Il Senato ha approvato il disegno di legge sulle semplificazioni, un pacchetto di 73 misure che tocca diversi settori. Tra le novità più significative rientra la possibilità per i medici di rilasciare il certificato di malattia ai dipendenti pubblici anche senza una visita in presenza. Questa innovazione, per il momento, non si applica al settore privato. La norma rappresenta un cambiamento importante, che sfrutta le potenzialità della telemedicina per snellire le procedure. L’applicazione concreta, tuttavia, richiederà ancora del tempo e il rispetto di condizioni ben precise.
Come funziona il nuovo certificato di malattia a distanza
Il provvedimento modifica una norma finora molto rigida. In passato, per evitare sanzioni severe, il medico doveva spesso effettuare un accertamento clinico diretto e fisico. La nuova legge introduce la possibilità di una valutazione a distanza.
Questo non significa una semplice telefonata, ma l’utilizzo di strumenti di telemedicina ritenuti affidabili. L’esperienza maturata durante la pandemia ha contribuito a validare questi strumenti come parte integrante e sicura della pratica medica. Il certificato, una volta compilato, viene trasmesso digitalmente all’INPS. La piena responsabilità del contenuto del documento resta in capo al medico che lo redige.
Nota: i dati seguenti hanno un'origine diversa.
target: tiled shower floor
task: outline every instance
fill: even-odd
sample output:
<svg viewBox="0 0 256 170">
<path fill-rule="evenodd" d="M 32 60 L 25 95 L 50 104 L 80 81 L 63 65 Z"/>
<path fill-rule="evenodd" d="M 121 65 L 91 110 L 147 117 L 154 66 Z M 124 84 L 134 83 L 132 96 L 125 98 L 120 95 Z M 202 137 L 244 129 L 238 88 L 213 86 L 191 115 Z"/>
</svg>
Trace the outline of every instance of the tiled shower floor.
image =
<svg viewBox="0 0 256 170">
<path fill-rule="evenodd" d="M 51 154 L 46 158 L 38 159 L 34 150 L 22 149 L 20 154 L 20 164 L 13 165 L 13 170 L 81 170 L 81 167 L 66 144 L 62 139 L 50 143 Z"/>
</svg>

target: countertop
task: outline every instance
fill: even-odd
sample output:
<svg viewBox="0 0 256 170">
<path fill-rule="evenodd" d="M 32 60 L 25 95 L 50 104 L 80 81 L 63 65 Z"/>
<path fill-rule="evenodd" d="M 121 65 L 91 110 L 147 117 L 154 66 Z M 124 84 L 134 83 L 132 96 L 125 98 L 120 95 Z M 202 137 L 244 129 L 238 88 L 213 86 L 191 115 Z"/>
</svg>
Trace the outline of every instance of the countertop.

Le condizioni necessarie per il certificato a distanza
La nuova procedura non è una liberalizzazione totale. Il certificato a distanza sarà possibile solo in condizioni specifiche. Il medico deve già avere in cura il paziente, quindi deve conoscerne la storia clinica. Lo stato di salute del paziente deve essere tale da permettere una valutazione clinica efficace anche da remoto. La piattaforma tecnologica utilizzata per il consulto deve garantire sicurezza e tracciabilità della comunicazione.
Se anche uno solo di questi criteri non viene soddisfatto, il medico non potrà procedere con il rilascio del certificato a distanza e sarà necessaria la visita in studio. I dettagli tecnici e organizzativi saranno definiti da un decreto attuativo del Ministero della Salute, dopo il confronto in Conferenza Stato-Regioni.
Le garanzie e le sanzioni per i medici
Il sistema mantiene forti tutele per evitare abusi. La legge prevede pene severe per i professionisti sanitari che redigono certificati basati su dati non verificati o privi di riscontri oggettivi. Le conseguenze possono includere la cancellazione dall’albo professionale, la risoluzione del rapporto di lavoro e l’interruzione della convenzione con il Sistema Sanitario Nazionale.
Il certificato, anche se rilasciato a distanza, deve sempre essere coerente con la pratica medica. Questo principio garantisce che la valutazione sia fondata su dati rilevati in modo conforme. Se il medico rispetta le regole e utilizza strumenti adeguati, non incorrerà nelle sanzioni previste per le certificazioni ingiustificate.
Le altre novità del ddl Semplificazioni: farmacie e scuola
Il disegno di legge contiene numerose altre innovazioni. Per le farmacie è prevista un’espansione dei servizi. I cittadini potranno scegliere il medico di base direttamente in farmacia, senza recarsi agli sportelli dell’Asl.
Sarà possibile effettuare prelievi del sangue, tamponi e vaccinazioni per over 12. In farmacia si potranno anche eseguire servizi di telemedicina come elettrocardiogrammi e monitoraggi pressori.
Nel mondo della scuola, il ddl introduce la completa digitalizzazione delle iscrizioni per tutte le statali, dall’infanzia alle superiori. La piattaforma “Famiglie e studenti” eviterà alle famiglie di presentare documenti già in possesso dell’amministrazione. Il provvedimento proroga inoltre di dodici mesi, fino alla fine del 2026, la scadenza per l’adeguamento dei dehors.